Core CPI, which excludes food and energy, also felt the ripple effects of the expiration of government relief measures. It slowed down to 4.6% YoY in September, a drop from the 5.5% YoY recorded in both July and August. Goods prices, influenced by fuel prices, are still up by 5.0% YoY, but this is a significant decrease from the 7.1% YoY of the previous month. However, the most notable revelation from the report is the significant deceleration in services inflation. It dropped by 1.1 percentage points to 4.0% YoY, finally breaking below the 5% threshold where it had been lingering for a while.
Germany's CPI readings had been skewed for a considerable period due to the government relief packages introduced as a countermeasure to inflation.

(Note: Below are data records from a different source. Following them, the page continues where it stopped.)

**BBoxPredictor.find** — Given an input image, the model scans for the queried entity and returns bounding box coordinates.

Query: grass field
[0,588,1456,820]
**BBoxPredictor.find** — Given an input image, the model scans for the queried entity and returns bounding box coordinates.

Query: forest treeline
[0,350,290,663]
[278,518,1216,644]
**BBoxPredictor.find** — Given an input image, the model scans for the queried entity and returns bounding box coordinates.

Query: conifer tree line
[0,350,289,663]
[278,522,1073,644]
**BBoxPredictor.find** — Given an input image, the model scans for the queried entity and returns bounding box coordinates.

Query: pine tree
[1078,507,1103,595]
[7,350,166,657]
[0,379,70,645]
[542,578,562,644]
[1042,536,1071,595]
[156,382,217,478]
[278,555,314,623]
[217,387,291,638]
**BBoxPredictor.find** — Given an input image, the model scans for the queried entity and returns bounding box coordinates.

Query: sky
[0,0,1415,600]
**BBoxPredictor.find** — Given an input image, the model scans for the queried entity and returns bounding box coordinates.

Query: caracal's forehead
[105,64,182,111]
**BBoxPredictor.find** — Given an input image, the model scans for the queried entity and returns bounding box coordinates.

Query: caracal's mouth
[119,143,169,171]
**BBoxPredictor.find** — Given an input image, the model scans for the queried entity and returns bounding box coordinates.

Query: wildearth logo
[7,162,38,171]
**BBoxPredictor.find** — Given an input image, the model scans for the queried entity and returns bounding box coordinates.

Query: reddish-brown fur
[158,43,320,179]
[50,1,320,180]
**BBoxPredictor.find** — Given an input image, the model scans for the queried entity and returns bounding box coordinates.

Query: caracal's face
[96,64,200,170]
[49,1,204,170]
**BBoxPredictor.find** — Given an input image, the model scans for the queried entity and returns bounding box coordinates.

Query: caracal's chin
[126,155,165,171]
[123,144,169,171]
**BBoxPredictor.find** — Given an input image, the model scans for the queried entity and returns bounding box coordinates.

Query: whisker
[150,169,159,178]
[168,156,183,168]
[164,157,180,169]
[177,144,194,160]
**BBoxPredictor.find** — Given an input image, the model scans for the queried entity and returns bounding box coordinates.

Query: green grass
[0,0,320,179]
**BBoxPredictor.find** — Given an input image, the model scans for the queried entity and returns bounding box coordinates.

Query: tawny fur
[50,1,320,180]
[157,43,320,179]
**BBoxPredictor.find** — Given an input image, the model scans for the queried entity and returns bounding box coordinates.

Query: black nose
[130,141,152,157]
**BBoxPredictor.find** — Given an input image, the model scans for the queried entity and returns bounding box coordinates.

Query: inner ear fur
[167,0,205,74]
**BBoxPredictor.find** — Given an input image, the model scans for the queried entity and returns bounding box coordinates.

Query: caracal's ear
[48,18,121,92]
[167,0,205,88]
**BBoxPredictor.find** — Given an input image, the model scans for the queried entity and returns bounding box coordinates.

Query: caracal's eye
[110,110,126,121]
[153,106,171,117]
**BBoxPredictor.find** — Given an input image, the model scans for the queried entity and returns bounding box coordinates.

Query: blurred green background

Now, with those distortions out of the picture, two main observations emerge:
- Germany's services inflation is currently lower than the overall euro area rate. This suggests that the upcoming Eurostat inflation report will show a significant deceleration in services inflation for the whole euro area, a measure closely followed by the ECB.
- Germany's goods inflation, which does include energy and food, stands high at 5.0% YoY. It's not often that we see the goods annual rate surpass the services annual rate these days, but in Germany, this is the case.
One thing that is distorted in this report is how much of the deceleration in the inflation rates across all categories are attributed to the relief package and how much is a result of tighter financial conditions. That means that the monthly rates, which are reported in the final version of the Destatis inflation report, are especially important for September.